DBMS can be adressed using a key. We have to define some data per key, for example for the key MonetDB we use:

'dockers': {
   'MonetDB': {
        'loadData': 'cd /home/monetdb;mclient demo < {scriptname}',
        'template': {
            'version': '11.37.11',
            'alias': 'Columnwise',
            'docker_alias': 'Columnwise',
             'JDBC': {
                'auth': ['monetdb', 'monetdb'],
                'driver': 'nl.cwi.monetdb.jdbc.MonetDriver',
                'jar': 'monetdb-jdbc-2.29.jar',
                'url': 'jdbc:monetdb://{serverip}:9091/demo?so_timeout=0'
            }
        },
        'logfile': '/tmp/monetdb5/dbfarm/merovingian.log',
        'datadir': '/var/monetdb5/',
        'priceperhourdollar': 0.0,
    },
}

This includes

  • loadData: A command to run a script inside of the DBMS. This will run inside of the container of the DBMS and is used to load data. {scriptname} is a placeholder for the script name inside the container.

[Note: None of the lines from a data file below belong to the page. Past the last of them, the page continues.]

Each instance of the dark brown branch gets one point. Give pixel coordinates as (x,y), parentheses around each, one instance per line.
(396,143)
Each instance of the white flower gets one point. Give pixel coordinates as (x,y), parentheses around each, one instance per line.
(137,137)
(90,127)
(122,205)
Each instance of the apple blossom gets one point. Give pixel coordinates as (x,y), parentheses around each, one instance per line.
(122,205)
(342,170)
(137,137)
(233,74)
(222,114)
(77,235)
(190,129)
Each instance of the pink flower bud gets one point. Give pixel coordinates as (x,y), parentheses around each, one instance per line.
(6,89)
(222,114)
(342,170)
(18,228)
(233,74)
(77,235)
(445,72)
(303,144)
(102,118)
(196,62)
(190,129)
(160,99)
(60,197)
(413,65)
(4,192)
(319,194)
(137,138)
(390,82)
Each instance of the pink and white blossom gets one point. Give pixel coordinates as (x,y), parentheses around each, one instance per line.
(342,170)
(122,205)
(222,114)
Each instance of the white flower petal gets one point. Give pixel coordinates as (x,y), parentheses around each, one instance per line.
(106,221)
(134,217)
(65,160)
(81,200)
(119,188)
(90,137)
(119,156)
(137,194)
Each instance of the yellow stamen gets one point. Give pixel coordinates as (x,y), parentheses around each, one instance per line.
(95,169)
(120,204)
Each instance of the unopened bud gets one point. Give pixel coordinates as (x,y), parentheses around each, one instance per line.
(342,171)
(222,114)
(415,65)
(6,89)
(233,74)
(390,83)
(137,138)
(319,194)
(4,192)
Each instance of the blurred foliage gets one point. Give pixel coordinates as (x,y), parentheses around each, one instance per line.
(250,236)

  • template: [DBMS](https://dbmsbenchmarker.readthedocs.io/en/latest/DBMS.html) JDBC connection info that will be handed over to the benchmarker, c.f. example.

Some of the data in the reference, like hostsystem, will be added by bexhoma automatically.
The JDBC driver jar must be locally available inside the container.
Some placeholders in the URL are: serverip (set automatically to match the corresponding pod), dbname, DBNAME, timout_s, timeout_ms (name of the database in lower and upper case, timeout in seconds and miliseconds)

  • logfile and datadir that contain information about where the DBMS stores logs and databases resp.

  • an optional priceperhourdollar that is currently ignored.